In a statement, Mr Buhari commended Nigerian troops for “finally entering and crushing the remnants of the Boko Haram insurgents at Camp Zero,” which is located deep within the heart of Sambisa Forest.
He announced the “long-awaited and most gratifying news of the final crushing of Boko Haram terrorists in their last enclave” and declared “the terrorists are on the run, and no longer have a place to hide.”
The Sambisa Forest was where Boko Haram was believed to be holding some of more than 200 schoolgirls kidnapped in April 2014 from a school in the town of Chibok.
“Further efforts should be intensified to locate and free our remaining Chibok girls still in captivity. May God be with them,” Buhari said.
Boko Haram’s seven-year uprising has killed more than 20,000 people, spread across Nigeria’s borders, driven some 2.3 million people from their homes and created a massive humanitarian crisis.
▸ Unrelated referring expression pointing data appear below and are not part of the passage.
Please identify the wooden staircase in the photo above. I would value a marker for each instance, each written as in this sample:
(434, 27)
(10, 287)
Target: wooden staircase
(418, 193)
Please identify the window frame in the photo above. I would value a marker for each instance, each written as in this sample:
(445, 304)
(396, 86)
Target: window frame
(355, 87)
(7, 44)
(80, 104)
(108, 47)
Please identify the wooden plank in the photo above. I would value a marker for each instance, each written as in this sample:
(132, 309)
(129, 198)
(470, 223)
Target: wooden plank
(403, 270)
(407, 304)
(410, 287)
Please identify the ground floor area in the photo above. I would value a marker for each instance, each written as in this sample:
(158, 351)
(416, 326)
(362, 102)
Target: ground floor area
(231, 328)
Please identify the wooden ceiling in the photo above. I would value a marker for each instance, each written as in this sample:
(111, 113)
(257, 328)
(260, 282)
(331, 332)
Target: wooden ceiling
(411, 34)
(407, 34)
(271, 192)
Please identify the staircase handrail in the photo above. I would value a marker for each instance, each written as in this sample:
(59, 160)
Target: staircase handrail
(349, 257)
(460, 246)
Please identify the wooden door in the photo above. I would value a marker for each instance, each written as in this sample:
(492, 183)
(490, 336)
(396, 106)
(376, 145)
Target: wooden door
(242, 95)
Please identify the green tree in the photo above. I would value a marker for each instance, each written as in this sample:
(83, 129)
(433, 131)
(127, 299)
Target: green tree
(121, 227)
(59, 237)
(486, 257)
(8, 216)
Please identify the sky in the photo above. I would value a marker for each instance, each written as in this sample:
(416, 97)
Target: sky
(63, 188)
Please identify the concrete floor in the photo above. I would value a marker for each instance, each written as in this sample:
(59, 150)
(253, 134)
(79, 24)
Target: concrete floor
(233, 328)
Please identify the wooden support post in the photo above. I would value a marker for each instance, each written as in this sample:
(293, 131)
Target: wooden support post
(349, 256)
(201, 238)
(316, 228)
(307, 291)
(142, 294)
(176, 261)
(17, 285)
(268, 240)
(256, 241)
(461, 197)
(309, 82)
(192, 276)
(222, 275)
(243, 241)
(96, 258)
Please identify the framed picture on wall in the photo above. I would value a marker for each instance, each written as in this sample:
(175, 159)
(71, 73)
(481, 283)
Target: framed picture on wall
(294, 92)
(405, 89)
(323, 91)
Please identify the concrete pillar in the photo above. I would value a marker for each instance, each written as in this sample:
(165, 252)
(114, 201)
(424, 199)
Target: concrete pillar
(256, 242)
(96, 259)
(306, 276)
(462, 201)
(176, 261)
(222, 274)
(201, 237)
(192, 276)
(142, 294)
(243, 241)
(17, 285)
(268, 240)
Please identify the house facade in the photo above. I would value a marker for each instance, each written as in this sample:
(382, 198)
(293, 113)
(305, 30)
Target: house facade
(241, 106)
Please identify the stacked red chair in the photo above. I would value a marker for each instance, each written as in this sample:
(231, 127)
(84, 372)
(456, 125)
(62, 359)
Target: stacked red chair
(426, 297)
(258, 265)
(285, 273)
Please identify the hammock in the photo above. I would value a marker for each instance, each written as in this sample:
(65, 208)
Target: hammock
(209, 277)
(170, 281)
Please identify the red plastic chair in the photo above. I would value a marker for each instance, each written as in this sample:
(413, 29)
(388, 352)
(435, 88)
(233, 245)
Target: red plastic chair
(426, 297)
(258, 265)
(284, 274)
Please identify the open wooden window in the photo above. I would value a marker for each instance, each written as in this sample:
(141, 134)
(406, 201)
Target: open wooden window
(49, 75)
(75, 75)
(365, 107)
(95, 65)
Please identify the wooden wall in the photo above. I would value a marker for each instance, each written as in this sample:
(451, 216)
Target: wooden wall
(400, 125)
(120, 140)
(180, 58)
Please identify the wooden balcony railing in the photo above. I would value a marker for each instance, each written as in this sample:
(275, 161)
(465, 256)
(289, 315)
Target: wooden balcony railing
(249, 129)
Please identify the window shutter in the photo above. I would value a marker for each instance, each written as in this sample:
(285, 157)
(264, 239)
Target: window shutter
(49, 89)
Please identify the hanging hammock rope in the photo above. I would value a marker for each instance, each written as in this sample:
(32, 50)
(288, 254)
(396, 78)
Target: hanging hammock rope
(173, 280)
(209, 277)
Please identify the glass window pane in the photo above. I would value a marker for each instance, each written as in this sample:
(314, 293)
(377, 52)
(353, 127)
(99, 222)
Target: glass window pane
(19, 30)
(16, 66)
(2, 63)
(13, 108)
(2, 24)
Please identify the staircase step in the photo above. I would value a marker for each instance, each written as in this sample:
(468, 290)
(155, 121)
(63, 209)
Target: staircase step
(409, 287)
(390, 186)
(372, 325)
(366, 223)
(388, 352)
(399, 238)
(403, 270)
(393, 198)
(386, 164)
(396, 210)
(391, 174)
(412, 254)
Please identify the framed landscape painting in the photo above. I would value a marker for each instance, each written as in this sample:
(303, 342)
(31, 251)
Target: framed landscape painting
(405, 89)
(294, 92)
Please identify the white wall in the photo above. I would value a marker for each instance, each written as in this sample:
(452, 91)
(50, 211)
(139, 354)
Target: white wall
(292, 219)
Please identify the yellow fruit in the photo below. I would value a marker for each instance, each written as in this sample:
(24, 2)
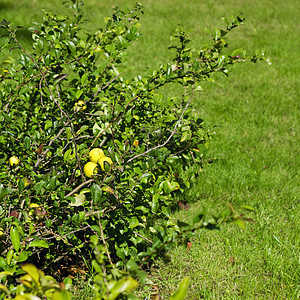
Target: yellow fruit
(105, 163)
(95, 154)
(13, 161)
(90, 169)
(79, 106)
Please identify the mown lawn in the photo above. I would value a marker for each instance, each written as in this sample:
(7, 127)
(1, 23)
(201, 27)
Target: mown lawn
(256, 146)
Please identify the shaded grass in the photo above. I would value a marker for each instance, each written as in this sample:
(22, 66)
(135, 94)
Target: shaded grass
(256, 147)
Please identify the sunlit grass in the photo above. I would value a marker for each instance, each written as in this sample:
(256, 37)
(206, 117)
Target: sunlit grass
(256, 146)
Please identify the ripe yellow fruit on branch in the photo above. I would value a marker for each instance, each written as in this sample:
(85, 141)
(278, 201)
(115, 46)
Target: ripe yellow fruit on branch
(105, 163)
(13, 161)
(95, 154)
(90, 169)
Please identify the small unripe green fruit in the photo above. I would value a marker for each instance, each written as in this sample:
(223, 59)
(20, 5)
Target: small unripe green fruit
(105, 163)
(13, 161)
(95, 154)
(90, 169)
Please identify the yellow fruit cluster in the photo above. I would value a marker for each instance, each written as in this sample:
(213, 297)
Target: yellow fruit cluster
(97, 158)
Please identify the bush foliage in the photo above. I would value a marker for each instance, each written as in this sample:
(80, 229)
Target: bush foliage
(67, 96)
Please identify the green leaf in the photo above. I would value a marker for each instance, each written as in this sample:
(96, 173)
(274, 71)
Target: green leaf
(61, 295)
(79, 200)
(32, 270)
(27, 142)
(166, 211)
(83, 78)
(38, 243)
(123, 285)
(79, 93)
(4, 191)
(181, 292)
(15, 238)
(21, 185)
(96, 193)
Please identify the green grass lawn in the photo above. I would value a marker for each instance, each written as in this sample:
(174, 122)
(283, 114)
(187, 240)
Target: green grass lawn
(256, 145)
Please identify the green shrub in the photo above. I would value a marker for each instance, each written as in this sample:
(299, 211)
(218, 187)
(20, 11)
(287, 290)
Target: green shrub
(67, 96)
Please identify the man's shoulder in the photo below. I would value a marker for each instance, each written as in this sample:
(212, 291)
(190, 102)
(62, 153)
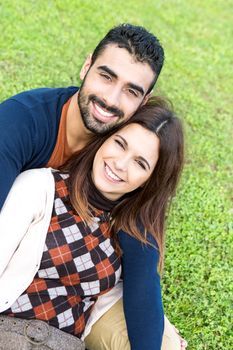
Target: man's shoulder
(44, 95)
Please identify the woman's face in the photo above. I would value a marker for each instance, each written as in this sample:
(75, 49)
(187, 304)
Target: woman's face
(125, 161)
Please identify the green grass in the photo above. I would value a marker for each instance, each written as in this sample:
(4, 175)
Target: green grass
(43, 43)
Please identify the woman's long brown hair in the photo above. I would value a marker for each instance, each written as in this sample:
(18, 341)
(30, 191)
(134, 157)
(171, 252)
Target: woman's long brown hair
(147, 206)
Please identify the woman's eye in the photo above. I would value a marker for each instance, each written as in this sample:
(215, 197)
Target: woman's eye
(119, 143)
(141, 164)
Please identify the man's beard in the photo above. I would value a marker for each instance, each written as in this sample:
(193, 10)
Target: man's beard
(92, 124)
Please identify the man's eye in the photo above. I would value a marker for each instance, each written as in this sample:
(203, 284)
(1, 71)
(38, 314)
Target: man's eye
(119, 143)
(133, 92)
(141, 164)
(105, 76)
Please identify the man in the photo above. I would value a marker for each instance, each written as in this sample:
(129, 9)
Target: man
(43, 127)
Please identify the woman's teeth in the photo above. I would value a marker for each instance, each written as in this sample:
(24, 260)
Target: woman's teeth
(111, 174)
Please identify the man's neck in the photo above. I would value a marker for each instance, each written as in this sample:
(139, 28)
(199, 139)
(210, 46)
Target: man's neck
(76, 132)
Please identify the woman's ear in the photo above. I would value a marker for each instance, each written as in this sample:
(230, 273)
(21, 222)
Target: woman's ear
(85, 67)
(146, 98)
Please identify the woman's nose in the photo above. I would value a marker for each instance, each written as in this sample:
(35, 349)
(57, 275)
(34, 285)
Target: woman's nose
(121, 163)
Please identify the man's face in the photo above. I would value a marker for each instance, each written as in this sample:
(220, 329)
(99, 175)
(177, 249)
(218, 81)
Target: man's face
(113, 88)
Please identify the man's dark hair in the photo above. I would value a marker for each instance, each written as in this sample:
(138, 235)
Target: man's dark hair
(144, 46)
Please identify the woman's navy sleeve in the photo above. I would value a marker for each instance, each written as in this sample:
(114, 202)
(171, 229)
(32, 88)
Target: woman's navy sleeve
(141, 293)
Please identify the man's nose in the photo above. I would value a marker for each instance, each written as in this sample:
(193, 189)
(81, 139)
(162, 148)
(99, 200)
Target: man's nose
(111, 97)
Despite President Muhammadu Buhari’s victorious announcement, Nigeria is unlikely to see an end soon to the deadly suicide bombings, village attacks and assaults on remote military outposts in northeastern Nigeria carried out by the country’s homegrown extremist group. Already, there are reports that the insurgents have been regrouping in Taraba and Bauchi states, south of their northeastern stronghold in Borno state, and taking advantage of a decades-old conflict in central Nigeria between mainly Muslim nomadic cattle herders and sedentary Christian farmers (Daily Mail).